A l’heure ou Edwy Plenel se défend dans le Club de Médiapart avec ardeur pour protéger son livre, mais surtout, le message de son livre contre l’énorme boulette qatarie ( à savoir qu’il est difficile de se prétendre sympathisant de l’islam et d’aller coucher ailleurs en public, hors mariage), il me semble qu’il est sain pour le débat que j’apporte humblement mes éléments de réponses sur le débat qui maintenant , fait même douter Le Monde « Est-on ou non avec Bachar ? ». (Notons au passage que je suis heureuse et fière qu’un travail de fourmi ait pu encourager mon ex employeur vers la voie de l’humour, du réalisme et disons-le tout net, de la sortie du lit des putes, comprenne qui voudra)

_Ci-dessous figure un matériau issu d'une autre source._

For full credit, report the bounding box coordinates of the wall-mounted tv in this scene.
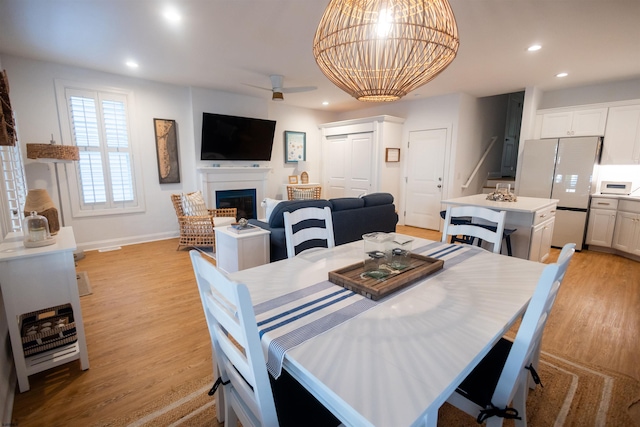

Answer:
[200,113,276,161]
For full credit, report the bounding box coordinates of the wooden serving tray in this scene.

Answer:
[329,254,444,301]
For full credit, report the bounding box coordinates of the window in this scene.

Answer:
[56,82,143,216]
[0,141,27,234]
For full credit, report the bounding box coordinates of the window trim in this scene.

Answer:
[54,79,146,218]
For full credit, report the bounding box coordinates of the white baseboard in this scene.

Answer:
[77,231,179,251]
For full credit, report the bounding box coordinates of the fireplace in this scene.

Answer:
[198,166,271,219]
[216,188,258,219]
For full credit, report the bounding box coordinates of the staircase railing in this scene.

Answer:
[462,136,498,190]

Donc un faisceau  de gens outrés incluant : certains révolutionnaires syriens, Edwy (mon ex-chef, ça ne s’oublie pas), Nomados (un lecteur de Médiapart au pedigree bien flou), Peter Harling (un observateur réputé du think tank International Crisis group), le prof d’éco soixante hui tard du lycée de Suresnes et une joyeuse journaliste un peu légère mais brillante dont je tairais le nom car je suis femme, moi aussi.

Tous ces gens-là disent à leur façon la même chose : « Il est strictement impossible de parler à Bachar et surtout de réfléchir à l’accepter dans une équipe « validée à l’international » de redémarrage du pays (dont la taille et même l’existence n’est pas un fait acquis) car c’est « une position philosophique insoutenable ». C’est-à-dire que « qu’il est méchant, il est violent, il est tyrannique, il est un boucher, il est anti démocrate, il est le fils de son père, il est Baath, il torture, il ment, il n’est pas de taille face à la vieille garde de sadiques avec qui il manigance ses horreurs et en plus cet enfoiré total……..ne fait pas ce qu’on lui dit : il veut rester au pouvoir »

« Comprenez nous ! » hurlent les révolutionnaires et Farouk Marwann Bey pleure. (Farouk Marwann Bey est un intellectuel syrien installé en France, qui a fui Hafez, est devenu un grand pote d’Edwy et gère avec talent de la collection Babel chez Actes Sud)

« On ne peut pas , nous français, être pour un tyran ! Tous ceux qui le font devraient avoir honte ! » martèle Nomados

« Le Régime n’a plus rien offrir » déclare Peter Harling, au téléphone à Médiapart

« J’ai trop combattu ce genre de gars pour imaginer de le défendre » me dit le prof du lycée

« Il est méchant car nous autre journaliste devons lutter pour la liberté d’expression et alors là…. fait moi rire ! » glisse entre ses mots ma copine journaliste.

En prime mon contacte privilégié du MAE me répète depuis….5 ans :  « Alors là Adeline j’en reste sans voix. Vous ? Vous vous allez dire qu’il faut s’assoir et parler avec lui ? Vous ? Je suis si-dé-ré….Vous ?????Vous pensez qu’il faut défendre cette position du « dialogue avec le tortureur » ? Vous ? Alors là….j’en reste sans voix » Bon, d’ailleurs il continue de ne pas avoir grand-chose à semble-t-il.

Alors Oui, oui, oui oui , oui et OUI…Voilà

« Tout le monde a gagné » c’est comme  avec Jacques Martin.

Rien n’est faux et vous avez raison, vous tous,  là en face de moi.

Vous avez raison et tout ce que vous dîtes est une opinion respectable et sensée.

Mais….

Mais il y a mes enfants, mais il y a le Liban, mais il y a les chrétiens, mais il y les réfugiés, mais il y la jeunesse française qui a si bien entendu le message…  « anti boucher » (faut dire que c’était l’unisson) qu’elle vole à tire d’ailes (et complètement à côté de la plaque) au secours des orphelins.

 Mais……surtout………. enfin, il y a les morts.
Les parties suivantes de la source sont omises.